Sala IV – Sala degli Imperatori – Il trionfo di Galatea e il Ratto di Proserpina 

La sala è detta “Galleria degli Imperatori” per la presenza di diciassette busti in porfido e alabastro di Imperatori. L’ampia volta è impreziosita dai dipinti ispirati alle vicende della ninfa Galatea, anche queste narrate da Ovidio nelle Metamorfosi. Al centro si colloca Il trionfo di Galatea, figlia di Nereo, desiderata dal ciclope Polifemo (rappresentato sulla sinistra) e amata dal pastore Aci (sulla destra). 

Plafond de la Salle des Empereurs – Le Triomphe de Galatée (de Angelis, XVIIIe)

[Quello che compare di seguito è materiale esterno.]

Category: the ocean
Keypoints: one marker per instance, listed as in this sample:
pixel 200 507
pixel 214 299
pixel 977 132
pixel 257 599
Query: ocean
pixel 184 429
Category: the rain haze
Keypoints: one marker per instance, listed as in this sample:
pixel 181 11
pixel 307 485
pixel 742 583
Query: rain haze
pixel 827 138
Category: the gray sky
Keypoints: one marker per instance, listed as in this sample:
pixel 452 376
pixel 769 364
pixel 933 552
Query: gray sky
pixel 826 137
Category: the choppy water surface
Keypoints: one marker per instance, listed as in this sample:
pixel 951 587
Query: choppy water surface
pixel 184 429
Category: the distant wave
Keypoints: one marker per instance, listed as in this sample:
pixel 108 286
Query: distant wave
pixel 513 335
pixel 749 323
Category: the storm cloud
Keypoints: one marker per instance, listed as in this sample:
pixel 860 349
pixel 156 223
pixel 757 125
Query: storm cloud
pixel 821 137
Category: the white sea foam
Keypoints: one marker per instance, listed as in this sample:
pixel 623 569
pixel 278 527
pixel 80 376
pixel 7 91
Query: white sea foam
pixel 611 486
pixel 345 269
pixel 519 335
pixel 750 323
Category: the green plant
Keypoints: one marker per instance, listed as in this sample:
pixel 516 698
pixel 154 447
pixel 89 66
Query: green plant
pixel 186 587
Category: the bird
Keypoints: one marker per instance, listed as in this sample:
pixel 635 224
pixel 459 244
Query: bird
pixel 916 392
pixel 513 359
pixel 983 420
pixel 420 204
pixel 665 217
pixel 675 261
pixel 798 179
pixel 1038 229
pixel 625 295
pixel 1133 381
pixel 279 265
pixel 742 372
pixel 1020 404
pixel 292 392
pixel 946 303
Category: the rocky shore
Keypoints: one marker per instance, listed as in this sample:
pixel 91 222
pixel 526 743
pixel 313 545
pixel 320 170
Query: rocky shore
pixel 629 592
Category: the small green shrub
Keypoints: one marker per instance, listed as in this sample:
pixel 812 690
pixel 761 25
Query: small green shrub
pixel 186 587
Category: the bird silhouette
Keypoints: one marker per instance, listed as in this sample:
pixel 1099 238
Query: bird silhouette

Foto 2: Il trionfo di Galatea

La leggenda narra di Polifemo, ciclope perdutamente innamorato della giovane Galatea, che a sua volta invece era innamorata di Aci, un bellissimo pastorello, che un giorno, mentre pascolava le sue pecore vicino al mare, vide Galatea e se ne innamorò perdutamente. Una sera, al chiarore della luna, il ciclope vide i due innamorati in riva al mare baciarsi. Accecato dalla gelosia, decise di vendicarsi. Non appena Galatea si tuffò in mare, Polifemo prese un grosso masso e lo scagliò contro il povero pastorello schiacciandolo. Appena Galatea seppe della terribile notizia, accorse subito e pianse tutte le sue lacrime sopra il corpo martoriato di Aci. Giove e gli dei ebbero pietà e trasformarono il sangue del pastorello in un piccolo fiume che nasce dall’Etna e sfocia nel tratto di spiaggia, dove gli amanti usavano incontrarsi. 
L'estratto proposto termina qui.